紅姑可沒她這般樂觀。
自打進了東陽城,這丫頭所做的每件事,都在她的意料之外。
紅姑想過要阻止她,可這丫頭每次都有一大堆的理由,說得振振有詞的。
紅姑覺得,自己已經被她洗腦了。
就像此刻,她竟然也覺得阿羽這法子其實是可行的,不過冒險了一點而已。
“阿羽,真的要這樣做嗎?”紅姑問道。
駱鳳羽很肯定地點點頭,“當然。所以姑姑,周大人那邊你得出面,稍微暗示他一下,說是太后的意思。另外,我得馬上出去一趟,見見寥緒他們。”
事已至此,紅姑只能勉強同意,“那你小心些。”
“好。”駱鳳羽道。
兩人在內城門口分開。
駱鳳羽有楓葉玉佩在手,出入自然無阻。
她徑自去了那天他們歇腳的茶樓,寥緒果然在那等著她。
“怎么才來?等了你老半天了。”寥緒情緒不是很好地說道。
駱鳳羽忙連聲道歉,末了迫不及待地問道:“查出來了沒?他們是什么人?來東陽城有何目的?”

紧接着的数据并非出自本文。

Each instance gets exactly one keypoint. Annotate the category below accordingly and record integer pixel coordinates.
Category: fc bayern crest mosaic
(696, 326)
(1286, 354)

寥緒神情顯得十分凝重,四周掃了眼,才壓低了聲道:“北慶人,用的也是商號的名義,說是來這里販賣干貨的。但昨晚,我們的人偷聽到他們的談話。你說的那位少年公子,他竟然,竟然說…”
駱鳳羽聽得心里一緊,直覺那小子可能要壞事,忙問道:“他們說什么了?”
“他竟然說,他也是駱家的子孫,是你父親的兒子。”寥緒一口氣說完,目光瞬也不瞬地盯著她。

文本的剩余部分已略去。